Google Performs Drama, “Stirring Up Trouble,” Worldwide

Recently, the Internet community has not been very calm, and this is because Google is reluctant to keep quiet.

Since the beginning of the year, the American Internet search engine company has threatened to withdraw from the Chinese market on several occasions. On March 10, Google’s executives once again threatened that they will no longer abide by Chinese laws and regulations related to reviewing search content, even if this option leads to shutting down the Chinese search engine and their withdrawal from the Chinese market. Recently, Western media has reported “Google and China Talks Break Down” and “Google Withdrawal from Chinese Market is Almost Inevitable.”

In just a few months, one might say that Google has performed a drama series of “I’m leaving” – “I’m not leaving” – “I don’t want to leave” for Internet users around the world. However, when the Western media overly concentrates its attention on China, we might as well take a good look at the world, and see what the “business conduct” of this business company is like on a global level?

First of all, let’s take a look at Google’s performance in Germany: losing its lawsuit for the right to use “Gmail” in Germany, the German government being against the “Google Maps” program, and the German news media’s anti-trust case against it. Perhaps it is the Germans’ strict and pragmatic nature that seems to clash with Google’s “romantic” nature, and Google always runs into a brick wall when it comes to its development in Germany.

It stands to reason that the United Kingdom and the United States have had a partnership based on friendship and mutual assistance, and in many international affairs they are able to maintain a consistency that is hard to come by. But this does not mean that life in the UK for Google is much better. Whether Google evades taxes of 450 million pounds in the UK, or Google is accused by British media companies for being “digital content thieves,” among other things, all illustrate the fact that there is more “trouble” here.

Representing the spirit of liberalism, France and Google — labeled as “doing no evil” — should be able to get along very well. However, things did not develop as people had imagined: First, Google France was fined 300,000 euros for book copyright infringement; next, a French court convicted Google of violating trademark rights of search ads for two companies; later on, Google Videos was suspected of infringement and sued by a French film company. There are a number of indications that point to commercial interest, and whether or not “evil” is involved is no longer important.

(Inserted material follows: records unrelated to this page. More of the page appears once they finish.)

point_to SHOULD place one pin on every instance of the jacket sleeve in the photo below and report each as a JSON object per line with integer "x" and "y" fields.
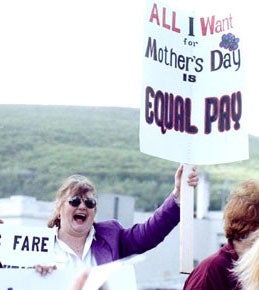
{"x": 145, "y": 236}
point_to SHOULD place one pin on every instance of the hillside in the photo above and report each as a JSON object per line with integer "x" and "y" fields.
{"x": 42, "y": 145}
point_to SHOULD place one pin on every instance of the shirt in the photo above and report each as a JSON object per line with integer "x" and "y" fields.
{"x": 66, "y": 257}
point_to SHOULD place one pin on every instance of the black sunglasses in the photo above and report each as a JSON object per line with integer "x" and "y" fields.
{"x": 90, "y": 202}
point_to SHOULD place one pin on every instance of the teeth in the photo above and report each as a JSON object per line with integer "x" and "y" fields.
{"x": 80, "y": 216}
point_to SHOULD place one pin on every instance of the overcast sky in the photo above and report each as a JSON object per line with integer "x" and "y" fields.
{"x": 85, "y": 53}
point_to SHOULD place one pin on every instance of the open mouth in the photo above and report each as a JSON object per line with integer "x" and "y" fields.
{"x": 80, "y": 218}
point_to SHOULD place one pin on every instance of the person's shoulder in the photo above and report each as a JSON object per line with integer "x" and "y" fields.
{"x": 205, "y": 272}
{"x": 107, "y": 225}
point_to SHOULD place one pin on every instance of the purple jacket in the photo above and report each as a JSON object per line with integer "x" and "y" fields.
{"x": 213, "y": 272}
{"x": 113, "y": 242}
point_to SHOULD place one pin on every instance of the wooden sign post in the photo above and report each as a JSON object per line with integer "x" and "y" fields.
{"x": 186, "y": 225}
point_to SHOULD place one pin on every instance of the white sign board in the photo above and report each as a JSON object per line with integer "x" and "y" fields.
{"x": 193, "y": 84}
{"x": 26, "y": 246}
{"x": 116, "y": 276}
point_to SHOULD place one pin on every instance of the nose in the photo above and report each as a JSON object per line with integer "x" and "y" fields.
{"x": 82, "y": 204}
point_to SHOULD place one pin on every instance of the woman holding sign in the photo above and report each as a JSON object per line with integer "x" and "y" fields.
{"x": 82, "y": 242}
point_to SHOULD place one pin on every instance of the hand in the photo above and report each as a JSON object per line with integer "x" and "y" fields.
{"x": 192, "y": 180}
{"x": 80, "y": 281}
{"x": 44, "y": 270}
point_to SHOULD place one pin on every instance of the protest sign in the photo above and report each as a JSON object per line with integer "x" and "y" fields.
{"x": 25, "y": 246}
{"x": 193, "y": 93}
{"x": 193, "y": 84}
{"x": 116, "y": 276}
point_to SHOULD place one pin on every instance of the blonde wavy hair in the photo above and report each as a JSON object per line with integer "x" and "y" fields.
{"x": 241, "y": 213}
{"x": 246, "y": 268}
{"x": 73, "y": 185}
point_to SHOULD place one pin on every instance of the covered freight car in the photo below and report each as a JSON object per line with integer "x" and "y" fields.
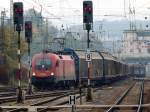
{"x": 104, "y": 68}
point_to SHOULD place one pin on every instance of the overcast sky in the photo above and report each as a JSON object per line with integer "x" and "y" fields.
{"x": 70, "y": 11}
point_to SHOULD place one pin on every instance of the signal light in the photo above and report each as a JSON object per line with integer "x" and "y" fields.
{"x": 18, "y": 13}
{"x": 87, "y": 12}
{"x": 28, "y": 31}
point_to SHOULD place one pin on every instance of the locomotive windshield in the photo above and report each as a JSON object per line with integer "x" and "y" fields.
{"x": 43, "y": 64}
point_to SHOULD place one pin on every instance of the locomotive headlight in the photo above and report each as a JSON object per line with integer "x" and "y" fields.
{"x": 33, "y": 74}
{"x": 52, "y": 74}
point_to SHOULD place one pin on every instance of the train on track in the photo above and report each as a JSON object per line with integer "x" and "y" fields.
{"x": 69, "y": 67}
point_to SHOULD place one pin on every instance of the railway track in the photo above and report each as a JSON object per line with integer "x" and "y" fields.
{"x": 121, "y": 99}
{"x": 34, "y": 96}
{"x": 58, "y": 100}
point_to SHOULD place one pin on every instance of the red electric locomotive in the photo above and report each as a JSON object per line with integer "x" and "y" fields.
{"x": 52, "y": 70}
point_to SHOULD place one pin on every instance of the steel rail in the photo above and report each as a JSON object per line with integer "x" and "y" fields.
{"x": 119, "y": 100}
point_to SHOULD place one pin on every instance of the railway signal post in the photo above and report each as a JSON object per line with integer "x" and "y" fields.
{"x": 28, "y": 36}
{"x": 18, "y": 26}
{"x": 87, "y": 25}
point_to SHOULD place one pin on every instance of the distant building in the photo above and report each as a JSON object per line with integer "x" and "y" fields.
{"x": 136, "y": 45}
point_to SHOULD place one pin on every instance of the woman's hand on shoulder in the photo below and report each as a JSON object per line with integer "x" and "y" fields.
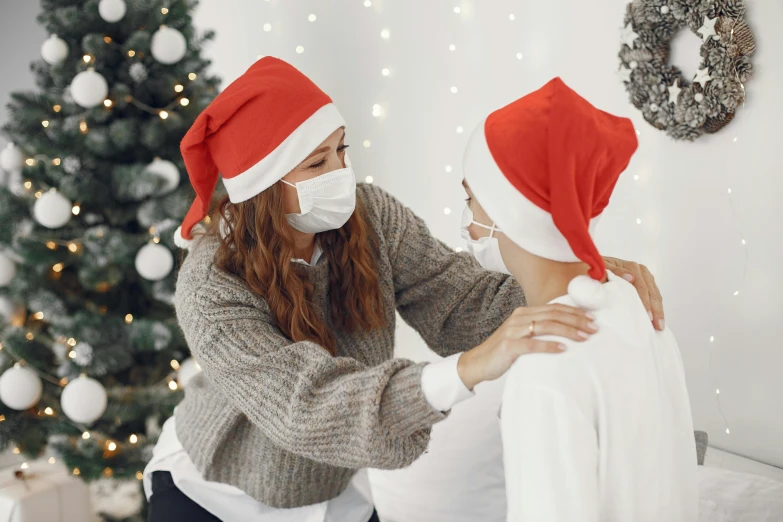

If Google has underperformed in the European market, its dominance in the Asian markets has encountered strong resistance from Koreans. On March 11, South Korea warned Google that if the Google mobile phone games do not comply with South Korean laws and regulations, Google will be penalized. South Korea said, “Providing gaming services without examining existing laws is an indisputable violation; we have asked Google to take corrective measures.” However, Google insisted that “they provide the same service all over the world, and South Korea is no exception.” The resulting contradictions: Stick to its so-called “global policy”, or comply with South Korean law?

Finally, let us turn our attention to the U.S. If foreign countries are not “fond of” Google, then there should be no problems in its home base, right? In fact, in these past few years, they have encountered many problems in the U.S., as well.

A bank clerk accidentally sent an e-mail that leaked loan information on 1,300 clients, containing names, addresses and tax ID numbers, to a Gmail account, making the bank very anxious. They quickly contacted Google and requested the removal of the confidential e-mail; however, in order to ensure the confidentiality of the Gmail account user’s information, Google refused. As a result, the bank took Google to court.

The examples above show that in Google’s worldwide drama performance of “stirring up trouble,” this has almost become the company’s “instinctive behavior.” This also means that Google’s “messing around” in China is not by chance, but it is the disregard of business ethics and corporate social responsibility, as well as having self interests above that of other countries. If Google cannot face up to its mistakes and is dead set in its ways, continuing with its worldwide performance of “stirring up trouble,” then it will be caught in the awkward situation of making enemies around the world.